Planned Parenthood and others took that law to court, and in a 7-2 ruling, the court ruled that contraception is a constitutional right — at least, for married couples. It wasn't until the Eisenstadt v. Baird ruling in 1972 that the court extended contraception rights to unmarried couples as well.
Any future court ruling that banned contraceptives, then, would have to grapple with those two cases — either by overturning them entirely or, alternatively, interpreting them in a way that somehow permitted contraceptives to be banned (This is similar to how the court could effectively ban abortion without actually overturning Roe v. Wade).
In order for the court to even be in a position to rule on contraceptive law, however, it would first have to take up an appeal of an existing lawsuit. In all likelihood, here's how that would play out: A state would pass a law banning some or all contraceptives; progressive and women's rights groups would challenge the law as a violation of Griswold and Eisenstadt; that lawsuit would make its way up to the Supreme Court; and finally, the court would then issue a ruling.

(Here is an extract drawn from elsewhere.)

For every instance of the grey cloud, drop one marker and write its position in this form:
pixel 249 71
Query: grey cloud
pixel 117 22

If the court did issue a ruling that overturned or otherwise gutted those two court cases, birth control wouldn't immediately become illegal. However, states would then have the constitutional right to pass their own laws banning contraception, and so would the federal Congress. Although it's very difficult to see even a Republican-controlled Congress passing an outright ban on contraceptives, it's entirely possible that any number of states would do so.
The other significant contraceptive case that came before SCOTUS was Burwell v. Hobby Lobby, which concerned Obamacare's contraceptive mandate and whether it's constitutional to require religious employers to provide health insurance plans to their employees that cover contraceptives. That case has an extremely complicated legal history and was eventually combined with several other similar lawsuits. In May 2016, SCOTUS refused to issue a ruling on the policy and sent it back to the lower courts.
It's unclear where the contraceptive mandate goes from here, and the Supreme Court could well end up ruling on it again. However, none of that concerns the legality of contraceptives themselves; it merely addresses the regulation of insurance companies and employers, so even an extreme anti-contraception ruling on that case wouldn't pave the way for actually banning contraceptives.
If the Supreme Court did overturn Griswold, that would pose a threat to abortion access as well: It was Griswold that established the right to privacy, which was later cited in Roe v. Wade to justify a woman's a constitutional right to abortion.